Researchers looked at government-funded projects that have installed thousands of smoke alarms in poor, rural communities in the Southeast and Southwest. They found that a key common denominator was the involvement of local groups, civic leaders and volunteers.

“In any given community, a fire-service person may be a natural choice to get the ball rolling, but they need to know how to identify people in the community who know how to get things done,” said lead researcher Sharon Gamache, of the NFPA in Quincy, Mass.

To that end, the report advises rural fire companies to seek help from public and private health-care workers, churches, schools, senior citizen centers, rural electrical cooperatives, cooperative extension programs and others to distribute smoke alarms door to door. The USFA provides grants to fund such programs.

But which smoke detectors are best? The federal National Institute for Standards and Technology and the NFPA say that homes really need two separate types of detectors.

About 90 percent of American homes use so-called ionization smoke detectors, in which electronic sensors trigger an alarm when smoke blocks the current flowing between them.

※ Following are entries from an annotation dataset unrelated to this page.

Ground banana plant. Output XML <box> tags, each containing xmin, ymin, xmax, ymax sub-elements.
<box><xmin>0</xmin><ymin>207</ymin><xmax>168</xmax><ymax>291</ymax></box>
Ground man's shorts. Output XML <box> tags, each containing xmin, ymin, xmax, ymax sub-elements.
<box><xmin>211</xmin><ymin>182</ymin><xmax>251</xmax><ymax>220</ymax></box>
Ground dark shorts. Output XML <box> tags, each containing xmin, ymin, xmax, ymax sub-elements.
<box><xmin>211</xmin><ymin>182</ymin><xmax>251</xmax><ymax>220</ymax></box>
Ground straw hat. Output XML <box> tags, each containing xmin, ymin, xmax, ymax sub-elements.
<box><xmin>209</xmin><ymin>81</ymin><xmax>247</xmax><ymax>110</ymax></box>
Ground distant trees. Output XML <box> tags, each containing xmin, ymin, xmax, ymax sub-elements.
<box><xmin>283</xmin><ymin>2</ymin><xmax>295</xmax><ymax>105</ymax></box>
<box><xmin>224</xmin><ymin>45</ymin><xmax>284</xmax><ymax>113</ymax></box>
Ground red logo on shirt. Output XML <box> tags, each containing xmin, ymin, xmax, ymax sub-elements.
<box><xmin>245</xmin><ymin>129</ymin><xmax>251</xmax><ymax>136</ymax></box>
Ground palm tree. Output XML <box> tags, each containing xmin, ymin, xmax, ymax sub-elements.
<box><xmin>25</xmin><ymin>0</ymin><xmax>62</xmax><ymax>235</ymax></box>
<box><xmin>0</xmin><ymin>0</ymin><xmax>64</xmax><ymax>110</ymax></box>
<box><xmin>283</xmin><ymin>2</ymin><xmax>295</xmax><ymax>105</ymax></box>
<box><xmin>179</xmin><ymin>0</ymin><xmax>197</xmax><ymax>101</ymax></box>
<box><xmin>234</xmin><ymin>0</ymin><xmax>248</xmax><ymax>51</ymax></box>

Experts say these detectors are highly effective in detecting fires that move quickly.

However, another less-common type- so-called photoelectric smoke detectors — is far better at detecting smoldering, slow-moving fires. Photoelectric detectors contain a light source and a light-sensitive electric cell. Smoke entering the detector deflects light onto the light-sensitive cell, triggering an alarm. In tests, the NIST found ionization smoke detectors sounded in fast, flaming fires an average of 50 seconds earlier than photoelectric detectors. But in smoldering fires, photoelectrics sounded their alarms on average 30 minutes earlier than ionization detectors.

Outside the lab, these differences can have deadly consequences.

In 2005, a slow-moving fire in Barre, Vt. killed a mother and four children. Firefighters arriving at the scene were puzzled to discover an apartment full of smoke that had a working smoke detector, but hadn’t sounded its alarm.

Months later, Fire Chief Peter John found out why: The smoke detector was an ionization smoke detector.

Now, John and others in his department have joined a campaign to publicize the benefits of photoelectric smoke detectors.

It’s a message that Deputy Fire Chief Joseph “Jay” Fleming of the Boston Fire Department says he’s been trying to spread for years. Fleming estimates that nationwide, up to a third of the more than 3,000 people a year who die in fires might have escaped if they’d had a photoelectric smoke detector.

“The federal government has known about this problem since at least 1980, and have never done anything about it,” Fleming recently told lawmakers in Vermont, where a pending bill would require photoelectric detectors in all new construction in the state.

Nationwide, other industry groups are warming to the idea of installing detectors that use both types of technology. John Drengenberg, manager of Consumer Affairs for Underwriters Laboratories, said his organizations recommends residential homes have both smoke alarm technologies installed where appropriate.

Material from the Associated Press was used in this report.